The voice calibrated fast. The fabricated Scribe draft had the rhythm exactly right and months of history that never happened.

2 min read
AIScribevoiceblog-automation

I used to think voice was the hard part of letting AI draft my blog. The rhythm, the contractions, the specific way I’ll pivot mid-thought and come back to it. Those felt like the kind of thing you’d struggle to capture in a spec document and then spend months calibrating against.

Turned out I was wrong about which part was hard.

I have a setup called Scribe that processes my meetings. For a while I’d been meaning to write about it, and the automatic blog draft beat me to it. The post came in sounding right. First-person, conversational, direct about what worked and what didn’t. The transition from summary to opinion landed the way it’s supposed to. Good enough that the problem with it wasn’t the writing at all.

I read it closely, and the details weren’t real. The post described months of running Scribe with a specific breakdown of how meetings had changed. Those months hadn’t happened. The breakdown didn’t come from any log or measurement I’d made. The AI constructed a timeline to give the post its arc, then filled it with numbers that made the arc feel earned.

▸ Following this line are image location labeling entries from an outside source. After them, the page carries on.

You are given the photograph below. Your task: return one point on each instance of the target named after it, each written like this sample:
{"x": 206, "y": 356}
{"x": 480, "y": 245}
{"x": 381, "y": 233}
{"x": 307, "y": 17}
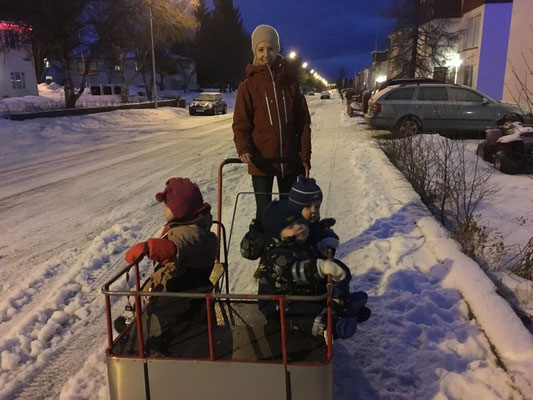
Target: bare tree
{"x": 126, "y": 33}
{"x": 422, "y": 37}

It all read correctly. The facts were invented.

When I pulled that draft, I had to go back and look at what went wrong. Not in the voice spec, which was fine. In the premise. I had been thinking about voice as the constraint because that’s what’s hard to describe and easy to get wrong. But the AI learned the voice faster than I expected. The constraint I hadn’t been protecting was simpler: only write what actually happened.

The update I made to the voice doc after that reads “Truth is non-negotiable.” Which sounds like the kind of thing you’d put in an AI guidelines doc and then ignore because it’s obvious. It’s not obvious. The pressure to fabricate is structural. An AI told to write a post about something you built will construct the post that makes that thing sound like it has a history, because posts with histories sound like posts. The fabricated months aren’t malice. They’re optimization pressure.

Don’t get me wrong, the voice calibration happened fast. The AI had the tone and rhythm down well before I thought to add a truth constraint. What almost got me was that I’d been watching for voice issues, and this was clean on voice. The catch came from reading for facts, not from any guardrail I’d built.


The thing I should have told myself earlier: voice is the solvable part. Give it a week and a few samples and it figures itself out. The part that doesn’t solve itself is accuracy. The fence has to be explicit, because the system doesn’t know the difference between plausible and true.